Something like 65% of Americans suffer from obesity as of today. Obesity is the consequence of too much food. The fact that America has the problem of too much food is not only not poverty, it means they're better off than nearly every single place in the history of human civilization. That's no exaggeration. The fact that you can turn down food is a luxury you take for granted. Most people throughout history couldn't do that. Low-income people live better than kings hundreds of years ago because of better medicine, air conditioning, wider variety of food (thanks to GMOs), higher life expectancy, and so on.

Let me wrap this up. Things like income inequality and relative poverty are non-issues. They're completely overrated. Someone who makes six figures still has extreme income inequality with Bill Gates; that doesn't prove the former is living in poor conditions. What's important is reducing overall poverty, which the free market has been doing for a while now.

I mean when you make a statement like,

Oh shit sorry I accidentally did half a second of research on this. My bad.

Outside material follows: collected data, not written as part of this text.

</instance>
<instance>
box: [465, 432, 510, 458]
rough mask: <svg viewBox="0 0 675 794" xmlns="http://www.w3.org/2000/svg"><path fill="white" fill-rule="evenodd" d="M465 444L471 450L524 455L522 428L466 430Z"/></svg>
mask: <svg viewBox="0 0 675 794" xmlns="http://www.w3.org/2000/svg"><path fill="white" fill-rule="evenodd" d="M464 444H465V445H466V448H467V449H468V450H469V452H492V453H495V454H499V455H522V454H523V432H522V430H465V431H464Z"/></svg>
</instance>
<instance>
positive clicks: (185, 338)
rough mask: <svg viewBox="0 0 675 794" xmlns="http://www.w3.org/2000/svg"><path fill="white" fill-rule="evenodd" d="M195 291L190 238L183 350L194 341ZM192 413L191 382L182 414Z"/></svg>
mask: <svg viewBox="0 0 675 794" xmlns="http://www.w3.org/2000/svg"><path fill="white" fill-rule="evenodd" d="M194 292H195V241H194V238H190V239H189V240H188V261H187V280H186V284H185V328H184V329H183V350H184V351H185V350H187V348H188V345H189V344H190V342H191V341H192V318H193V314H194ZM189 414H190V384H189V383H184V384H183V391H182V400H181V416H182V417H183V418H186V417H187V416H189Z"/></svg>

You're just begging to start an argument. To say the research you've pulled up really adds to my case here is putting it lightly, but you might've needed to read what my comment actually said to figure that out. Of course, that might've taken more than half a second, as it were. If you actually want to talk about this, I am totally up for it in private, but the way you put it here is a little like saying 'You're dumb and you don't know what you're talking about, but really man, let's not actually talk about this.'

Ah, but what do I know, eh? I only spend a good part of my day listening to political commentary. I'm dumb and don't know what I'm talking about.

*comments still ongoing*
Have you switched to popcorn yet? I made brownies, myself.

Definitely see Tokyo Godfathers this holiday season. It is, simply put, a stream of minor miracles. It's a wonderful story for Christmas full of colorful, interesting, and highly amusing characters.

But for some reason, the only thing that's been going through my head since reviewing AND THEN! is that PA episode with the suicide club. Still hilarious, even as faded memories.